Speaker
Description
ABSTRACT:
The mechanisms underlying magnetoreception remain unresolved, although several theoretical models are considered plausible. In the honeybee (Apis mellifera), an especially suitable model system due to the scale and complexity of its navigational behavior, two mechanisms are potentially involved: the Radical Pair Model (RPM) and the Magnetite-Based Model (MBM). These mechanisms are not necessarily mutually exclusive but may act in a complementary manner, with the MBM providing spatial mapping information and the RPM functioning as a fast compass system.
Experimental evidence in honeybees indicates sensitivity to magnetic field polarity as well as the presence of ferromagnetic particles in the antennae and abdomen, supporting the plausibility of the MBM. However, receptor structures functionally linked to magnetite particles have never been conclusively identified. By contrast, while the RPM has been supported in several insect species, it has not yet been directly tested in Apis mellifera. Importantly, a suitable quantum-biological substrate for RPM-based magnetoreception has been identified in the honeybee, namely the photoreceptor cryptochrome (CRY).
Targeted behavioral assays based on classical conditioning and navigation tasks will be used to verify honeybee sensitivity to controlled magnetic field variations and to guide the selection of stimulation paradigms for neural recordings. These experiments will probe sensitivity to magnetic field inclination, a key prediction of the Radical Pair Mechanism (RPM), and explore responses to polarity changes relevant to the Magnetite-Based Mechanism (MBM).
Because direct functional data on magnetoreception are currently lacking in Apis mellifera, the project will employ two-photon calcium imaging to investigate neural responses to controlled magnetic field stimulation. Two-photon microscopy enables cellular-resolution recordings of neural activity during magnetic field manipulations. Imaging will be performed in the anterior optic tubercle (AOTu) in combination with blue-light stimulation to test for magnetically modulated activity consistent with RPM-based mechanisms. To avoid optical contamination of the calcium imaging signal, blue-light stimulation will be synchronized with the flyback phase of the two-photon scanning, preventing background light from being detected by the highly sensitive photodetectors of the microscope. In addition, functional imaging will be explored in candidate regions associated with MBM pathways, including the antennal lobes (AL).

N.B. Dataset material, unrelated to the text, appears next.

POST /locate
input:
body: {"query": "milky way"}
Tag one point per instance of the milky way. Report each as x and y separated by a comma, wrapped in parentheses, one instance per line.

If behavioral and functional evidence converges in support of the RPM, the project will proceed to a causal test of cryptochrome involvement through somatic genome editing to generate a CRY knockout. In parallel, to obtain a more comprehensive view of geomagnetic information processing in the honeybee brain, the feasibility of generating a transgenic line expressing GCaMP under the synapsin promoter (GCaMP::Synapsin) will be explored using CRISPR/Cas9, with the aim of improving construct integration precision and line viability.
BIOGRAPHY:
My academic training spans cognitive science and neurobiology, with a strong focus on the neural mechanisms underlying behavior and information processing. Over the years, I have combined behavioral paradigms with experimental neurobiology, gaining hands-on experience in calcium imaging and immunohistochemistry in insect and vertebrate animal models. My primary research interest lies in in vivo imaging of neural activity in both vertebrate and invertebrate systems. I am particularly interested in directly monitoring neural dynamics to better understand how information is encoded, processed, and integrated within biological systems. As part of a multidisciplinary neurophysics environment, my PhD research focuses on magnetoreception, a still underexplored sensory modality used by many animals and insects for spatial navigation. I investigate how the physical principles governing geomagnetic field interact with neural circuit dynamics. This work allows me to integrate systems neuroscience, sensory biology, and biophysical approaches. In parallel, I maintain a strong interest in genetics and molecular biology, particularly in strategies that enable the mechanistic dissection of neural circuits and hold translational potential for neuroscience and neuroimaging.